In February 2004, WestStar filed a complaint against Cable & Wireless with Cayman’s telecoms regulator – then known as the Information and Communications Technology Authority – claiming that Cable & Wireless was overcharging it to use its internet infrastructure.

“They charge us more than double what they would charge anybody else for that line,” then-WestStar Chairman Rod Hansen told the Compass at the time.

A month later, the regulator would also prevent Cable & Wireless from slashing its mobile phone rates, deeming the prices cuts “uncompetitive.”

Buyouts, mergers, and regulatory disputes would persist over the next decade, with services steadily improving over that time.

But when deadlines for 100-percent fiber coverage became overdue several years ago – Digicel, which has not laid any fiber, had a deadline of Dec. 31, 2015; C3 had a deadline of Dec. 12, 2015; and WestStar had a deadline of Dec. 31, 2014 – the regulator began warning that it may take a heavy hand to ensure universal service.

“Where the telecoms providers cannot meet the obligations they have under the terms of their licenses to take service to the outer districts and the Sister Islands, the ICTA has to consider other options that will finally deliver the promise of a liberalized telecommunications marketplace and give customers more choices,” Mr. Fa’amoe forewarned in February 2016. “What we are considering instead of individual license rollout obligations is the concept of a universal service, which would provide citizens with potentially a menu of services, from any and all providers, no matter where they live in the country.”

Just more than two years later, government has apparently opted to go all out in paving the way to universal service. Companies – including Digicel, DataLink and Logic – seem receptive to the plan.

If implemented correctly, DataLink’s Mr. Tibbetts said, he believes a universal service in the eastern districts would be more efficient than having multiple telecom companies build out their networks separately in a sparsely populated area.

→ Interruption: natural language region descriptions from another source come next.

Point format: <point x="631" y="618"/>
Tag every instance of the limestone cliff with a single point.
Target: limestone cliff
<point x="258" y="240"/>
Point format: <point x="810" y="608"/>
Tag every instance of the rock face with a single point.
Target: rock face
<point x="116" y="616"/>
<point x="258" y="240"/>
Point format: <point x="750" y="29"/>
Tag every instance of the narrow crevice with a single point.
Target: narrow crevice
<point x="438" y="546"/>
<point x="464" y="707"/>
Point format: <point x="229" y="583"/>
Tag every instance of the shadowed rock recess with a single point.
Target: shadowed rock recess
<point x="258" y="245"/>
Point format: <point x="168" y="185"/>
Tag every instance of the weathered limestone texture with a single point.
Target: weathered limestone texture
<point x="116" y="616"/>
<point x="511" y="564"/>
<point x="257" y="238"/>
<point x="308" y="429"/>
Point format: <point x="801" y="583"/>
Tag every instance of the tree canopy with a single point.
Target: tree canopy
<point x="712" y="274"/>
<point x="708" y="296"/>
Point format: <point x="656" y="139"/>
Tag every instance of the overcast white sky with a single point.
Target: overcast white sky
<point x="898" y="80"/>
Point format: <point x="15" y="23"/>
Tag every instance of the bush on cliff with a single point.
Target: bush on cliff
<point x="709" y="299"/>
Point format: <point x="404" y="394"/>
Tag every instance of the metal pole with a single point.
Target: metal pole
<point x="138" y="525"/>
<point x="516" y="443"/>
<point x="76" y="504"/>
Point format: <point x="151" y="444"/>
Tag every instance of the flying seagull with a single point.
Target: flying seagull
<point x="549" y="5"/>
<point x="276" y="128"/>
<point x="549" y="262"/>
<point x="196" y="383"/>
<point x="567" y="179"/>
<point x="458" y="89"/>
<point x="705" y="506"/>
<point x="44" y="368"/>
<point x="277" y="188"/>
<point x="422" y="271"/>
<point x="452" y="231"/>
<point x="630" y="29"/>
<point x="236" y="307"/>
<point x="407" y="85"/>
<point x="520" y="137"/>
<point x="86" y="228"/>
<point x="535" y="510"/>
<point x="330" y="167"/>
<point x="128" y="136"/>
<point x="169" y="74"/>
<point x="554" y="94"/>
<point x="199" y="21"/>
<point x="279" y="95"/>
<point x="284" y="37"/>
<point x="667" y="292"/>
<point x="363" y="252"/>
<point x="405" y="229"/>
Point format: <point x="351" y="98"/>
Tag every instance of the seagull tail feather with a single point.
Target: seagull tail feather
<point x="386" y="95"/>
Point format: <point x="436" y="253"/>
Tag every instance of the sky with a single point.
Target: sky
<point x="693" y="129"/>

“There are only so many homes here, which means that there’s a limited amount of sales available for the service. If you have multiple providers putting up multiple networks, you’ve got a lot more costs involved, when one network could be sufficient,” he said. “So the universal service can make a lot of sense if it’s done correctly.”

1 COMMENT

  1. Where is the Regulator? Why don’t they solve this issue? Is it because they don’t want to fine their friends?

    This is crazy, why do we have the law and regulations we have if companies do not follow them and the government does not hold them to their promises.